Integrating informatics and experience to inform health care decisions
Data analytics is frequently described as a “new” methodology, but most healthcare professionals have been analyzing data their entire careers. The big difference today is the volume of data available to inform healthcare business decisions. New electronic health records are becoming treasure troves of information that will enable your organization to improve patient care, manage population health and reduce operating costs.
This two-day seminar will arm you with the tools and strategies to determine what data is useful, ask the right questions of analysts who support you, interpret results to make good business decisions and effectively communicate your conclusions to varied audiences.
Learn how the different healthcare transformation activities fit together to form a cohesive population health approach that can be operationalized.
- Healthcare informatics
- Using data to make informed population health decisions
- Techniques for using analytical tools
- How to report and communicate results
- Using informatics to improve care coordination
Who should participate?
- Clinical supervisors (nursing supervisors, IT, finance and operational management from health care delivery organizations)
- Public health managers and leaders
- Physicians, physician assistants, CMOs (chief medical officers), CMIOs (chief medical information officers)
- Healthcare professionals who need to understand the interrelationships between health informatics, data analytics and MACRA (Medicare Access and CHIP Reauthorization Act)
Day 1 – April 26, 2018
- Introduction to Informatics: Presenting the basics about healthcare informatics
- History of informatics, informatics terminology
- Key stakeholders and activities
- Sources of data, data quality, identification of usable data
- Application in the clinical setting
- Data Infrastructure: Presenting a description of the supporting infrastructure
- Data governance, data and databases, healthcare information systems
- Electronic Health Records (EHR)
- Health information exchange: case study presents methods of data and information exchange and accessibility
- Protecting health care information: privacy, security and consent
- Data Analysis: Presenting ways of using the data to make better population health decisions
- Population health research methods
- Understanding informatics data: case study helps the participants understand data better
- Data collection and mining
- Prioritization, stratification, pattern identification
- Root-cause problem solving
- Scatter diagrams: finding relationships between variables
- Causation vs. correlation
- Graphical analysis, data visualization
- Reporting the information to various audiences
Day 2 – April 27, 2018
Using Informatics for Decision Making
- Data insight for clinical practice: Techniques for using analytical tools
- Knowledge pyramid
- Informatics research methodologies
- Informatics metric identification models
- Models for statistical prediction, risk identification and decision support
- Informing care strategies using informatics
- Informing operational strategies using informatics
- Case study: Applying our learning
- Measures, Scorecards and Dashboards: ways to report results
- Report reading
- Metric reporting
- Program evaluation
- Cohort identification and management
- Case study: Establishing measures and capturing results
- Care Coordination Methods: Using informatics to improve care coordination
- Evidence based practices
- Patient engagement
- Case and disease management
- Transitional care
- Team-based care
- Telemedicine and telehealth
- Integrated health
- Connecting patients to their healthcare
By the end of this seminar the learner will be able to:
- State the definition of informatics in the context of population health.

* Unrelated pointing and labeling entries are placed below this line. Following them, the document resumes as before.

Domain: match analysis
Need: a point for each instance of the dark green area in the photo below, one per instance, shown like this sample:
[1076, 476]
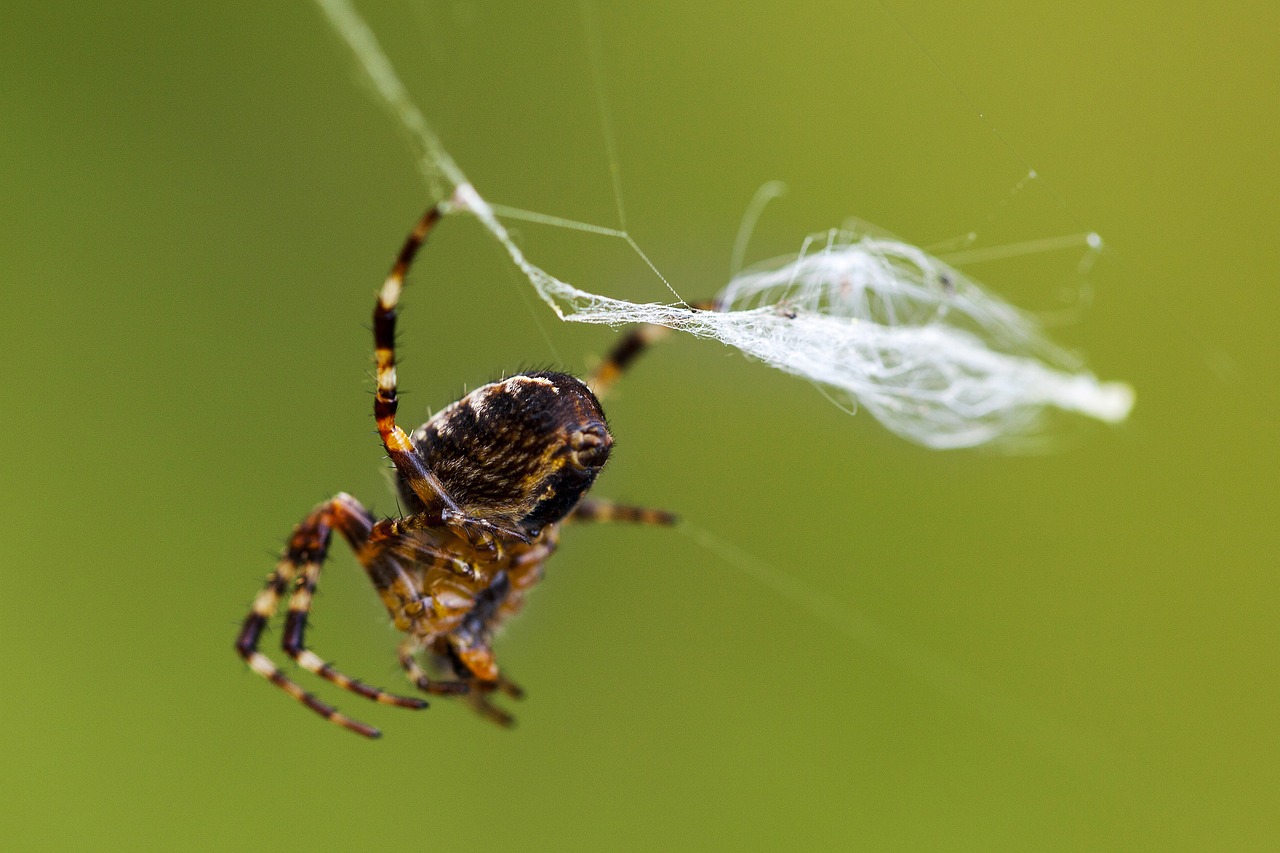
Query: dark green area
[1073, 651]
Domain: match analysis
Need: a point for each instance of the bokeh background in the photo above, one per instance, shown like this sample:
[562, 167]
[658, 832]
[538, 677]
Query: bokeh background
[856, 643]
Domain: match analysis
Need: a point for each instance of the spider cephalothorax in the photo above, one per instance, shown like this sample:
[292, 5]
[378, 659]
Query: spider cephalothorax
[485, 486]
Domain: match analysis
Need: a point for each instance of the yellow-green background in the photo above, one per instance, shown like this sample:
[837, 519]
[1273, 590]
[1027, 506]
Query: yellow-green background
[1074, 651]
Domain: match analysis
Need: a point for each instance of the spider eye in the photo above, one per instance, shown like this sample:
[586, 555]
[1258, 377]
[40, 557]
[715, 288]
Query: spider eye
[590, 446]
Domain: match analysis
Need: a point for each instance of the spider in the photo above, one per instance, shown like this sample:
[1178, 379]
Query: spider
[485, 486]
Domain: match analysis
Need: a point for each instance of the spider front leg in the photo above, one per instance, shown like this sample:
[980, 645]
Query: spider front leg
[630, 347]
[602, 510]
[300, 566]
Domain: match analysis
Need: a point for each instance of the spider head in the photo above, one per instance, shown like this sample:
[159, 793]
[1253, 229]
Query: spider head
[519, 452]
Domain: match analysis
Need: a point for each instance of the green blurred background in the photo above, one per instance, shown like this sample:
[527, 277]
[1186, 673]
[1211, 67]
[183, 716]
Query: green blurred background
[1070, 651]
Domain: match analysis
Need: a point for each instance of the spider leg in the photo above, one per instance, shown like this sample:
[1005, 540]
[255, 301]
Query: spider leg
[300, 566]
[419, 676]
[627, 350]
[467, 657]
[400, 446]
[600, 510]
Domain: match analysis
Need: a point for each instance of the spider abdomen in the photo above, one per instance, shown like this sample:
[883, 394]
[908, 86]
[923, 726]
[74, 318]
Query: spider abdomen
[521, 451]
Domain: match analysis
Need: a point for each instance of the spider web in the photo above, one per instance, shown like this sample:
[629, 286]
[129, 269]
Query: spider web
[876, 323]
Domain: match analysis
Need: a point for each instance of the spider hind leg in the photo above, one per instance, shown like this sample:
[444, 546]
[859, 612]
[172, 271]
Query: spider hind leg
[300, 566]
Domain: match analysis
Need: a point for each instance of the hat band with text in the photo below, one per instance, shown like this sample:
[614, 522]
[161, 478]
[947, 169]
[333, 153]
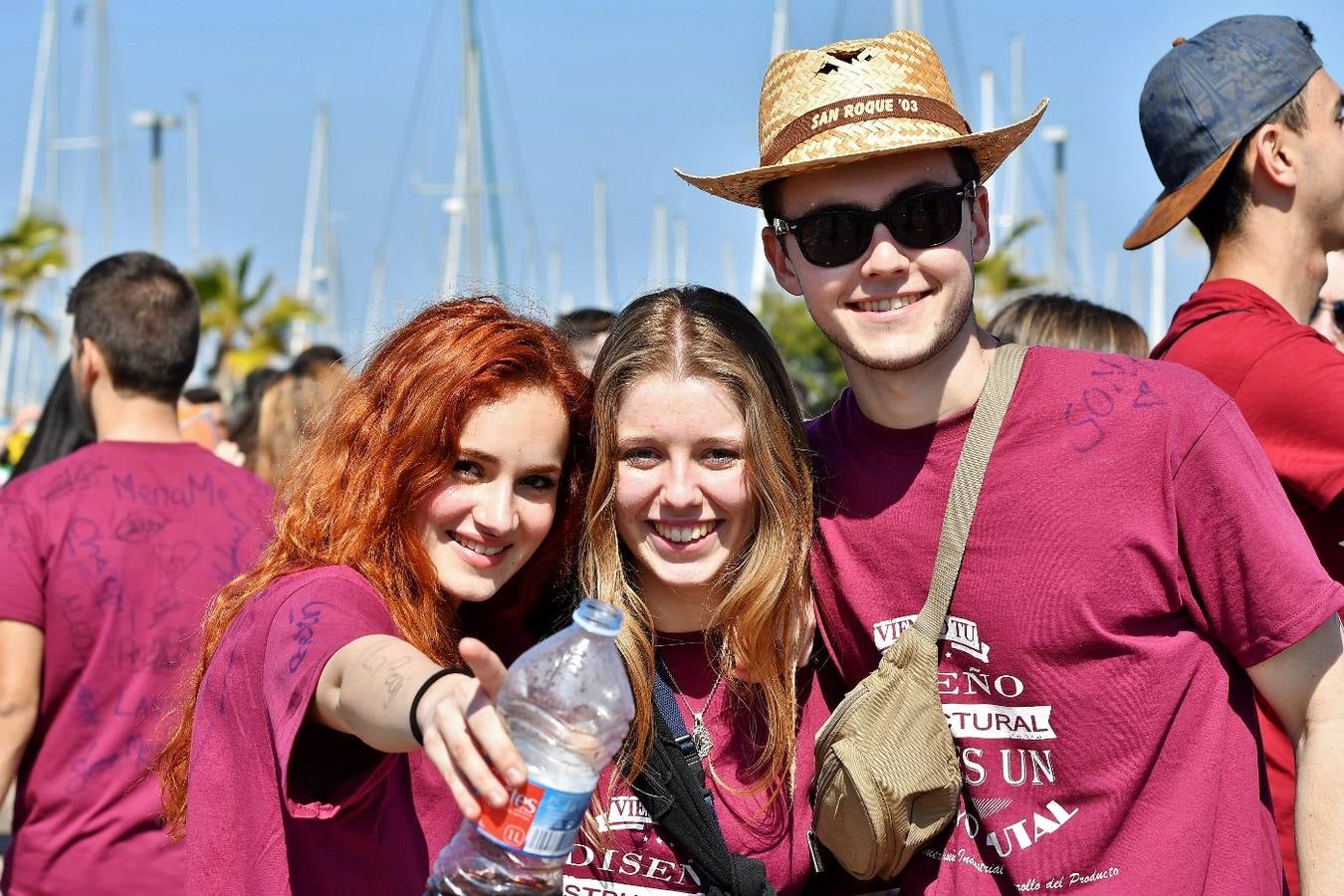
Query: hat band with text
[843, 112]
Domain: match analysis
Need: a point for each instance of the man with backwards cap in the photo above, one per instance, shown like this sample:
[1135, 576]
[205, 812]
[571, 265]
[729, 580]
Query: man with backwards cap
[1243, 126]
[1133, 564]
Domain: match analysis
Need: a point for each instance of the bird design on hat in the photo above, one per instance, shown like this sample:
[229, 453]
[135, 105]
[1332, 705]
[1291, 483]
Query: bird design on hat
[862, 54]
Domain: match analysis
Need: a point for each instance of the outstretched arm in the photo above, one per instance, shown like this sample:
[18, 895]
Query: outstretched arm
[1305, 685]
[20, 691]
[367, 687]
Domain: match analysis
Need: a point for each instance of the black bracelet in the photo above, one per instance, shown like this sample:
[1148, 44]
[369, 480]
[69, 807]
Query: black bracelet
[441, 673]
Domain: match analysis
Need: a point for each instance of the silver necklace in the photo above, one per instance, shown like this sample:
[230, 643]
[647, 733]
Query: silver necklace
[699, 734]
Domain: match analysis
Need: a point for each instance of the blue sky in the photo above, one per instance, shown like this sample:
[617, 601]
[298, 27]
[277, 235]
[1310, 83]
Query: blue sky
[578, 89]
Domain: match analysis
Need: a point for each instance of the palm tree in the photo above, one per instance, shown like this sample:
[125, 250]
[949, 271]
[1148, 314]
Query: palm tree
[999, 274]
[250, 331]
[31, 251]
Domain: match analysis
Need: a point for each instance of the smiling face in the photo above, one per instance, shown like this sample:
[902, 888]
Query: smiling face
[894, 307]
[683, 508]
[495, 508]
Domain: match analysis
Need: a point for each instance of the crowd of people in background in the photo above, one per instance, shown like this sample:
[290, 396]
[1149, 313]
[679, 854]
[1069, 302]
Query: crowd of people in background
[250, 635]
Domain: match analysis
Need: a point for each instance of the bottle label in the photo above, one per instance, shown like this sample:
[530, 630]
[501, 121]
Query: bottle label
[538, 821]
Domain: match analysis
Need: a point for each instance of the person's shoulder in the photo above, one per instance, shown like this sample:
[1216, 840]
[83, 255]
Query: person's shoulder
[64, 477]
[1145, 395]
[242, 477]
[325, 576]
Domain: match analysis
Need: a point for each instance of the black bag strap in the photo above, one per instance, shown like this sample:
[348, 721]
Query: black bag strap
[674, 791]
[664, 700]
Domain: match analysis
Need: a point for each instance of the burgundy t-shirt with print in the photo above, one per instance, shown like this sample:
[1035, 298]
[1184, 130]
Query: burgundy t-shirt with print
[1287, 381]
[280, 806]
[113, 551]
[1132, 553]
[628, 856]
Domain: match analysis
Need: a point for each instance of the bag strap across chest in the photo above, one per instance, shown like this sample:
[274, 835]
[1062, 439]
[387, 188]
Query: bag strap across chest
[965, 485]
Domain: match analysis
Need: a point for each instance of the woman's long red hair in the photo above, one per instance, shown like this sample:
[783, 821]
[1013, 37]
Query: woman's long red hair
[390, 438]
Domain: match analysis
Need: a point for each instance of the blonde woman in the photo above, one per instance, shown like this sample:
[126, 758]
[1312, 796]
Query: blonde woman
[699, 519]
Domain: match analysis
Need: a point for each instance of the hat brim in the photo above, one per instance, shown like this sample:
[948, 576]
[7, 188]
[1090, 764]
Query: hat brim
[1175, 206]
[988, 146]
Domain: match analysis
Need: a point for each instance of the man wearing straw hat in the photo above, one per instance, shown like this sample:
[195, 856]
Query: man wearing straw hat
[1242, 123]
[1132, 557]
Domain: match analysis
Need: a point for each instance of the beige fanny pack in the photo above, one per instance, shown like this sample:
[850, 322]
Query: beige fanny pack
[887, 772]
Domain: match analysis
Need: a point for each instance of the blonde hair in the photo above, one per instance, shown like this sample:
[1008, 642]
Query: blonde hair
[292, 410]
[1068, 323]
[698, 332]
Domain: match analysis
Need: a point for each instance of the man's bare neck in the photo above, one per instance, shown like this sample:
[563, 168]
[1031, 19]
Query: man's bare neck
[1283, 262]
[134, 418]
[945, 384]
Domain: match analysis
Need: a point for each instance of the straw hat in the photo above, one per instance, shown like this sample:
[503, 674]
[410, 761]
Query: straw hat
[859, 100]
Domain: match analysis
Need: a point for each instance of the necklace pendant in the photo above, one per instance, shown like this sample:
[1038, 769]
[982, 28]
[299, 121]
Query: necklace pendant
[701, 738]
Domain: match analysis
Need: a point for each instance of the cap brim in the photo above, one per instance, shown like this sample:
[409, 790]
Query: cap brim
[988, 146]
[1174, 207]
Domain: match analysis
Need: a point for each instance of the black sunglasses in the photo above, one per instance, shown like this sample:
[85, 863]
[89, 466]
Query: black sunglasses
[1336, 312]
[837, 235]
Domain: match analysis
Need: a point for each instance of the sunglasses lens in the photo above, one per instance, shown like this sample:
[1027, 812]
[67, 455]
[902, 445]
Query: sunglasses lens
[835, 237]
[928, 219]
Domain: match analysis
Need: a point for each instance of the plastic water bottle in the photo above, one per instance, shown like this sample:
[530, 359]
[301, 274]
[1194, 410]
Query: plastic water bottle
[567, 707]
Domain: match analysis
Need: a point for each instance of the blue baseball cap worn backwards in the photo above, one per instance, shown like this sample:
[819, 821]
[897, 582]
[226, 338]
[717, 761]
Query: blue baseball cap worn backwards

- Understand basic clinical application of informatics.
- Identify the key features of data and information.
- Name the structural components of the knowledge management hierarchy and describe the significance of each component.
- Describe challenges of performance management.
- Identify technical infrastructures types that exist in healthcare today.
- Define information exchange capabilities available in typical healthcare systems.
- Understand the tools necessary to transform data from electronic health records and information systems, into usable data sets for healthcare.
- Understand steps in the data analysis process.
- Describe the concepts "population-based" and "community focused.
- Identify the implications of data analysis in healthcare organizations.
- Understand the basic principles of population health data analysis.
- Identify at least one risk identification model used in total cost of care arrangements.
- Recognize basic data pattern from population health data analysis demonstration.
- Name at least two technical enablers needed to transform healthcare into a population health system.
- Define the purpose of performance improvement processes and outcomes.
- Describe performance improvement steps.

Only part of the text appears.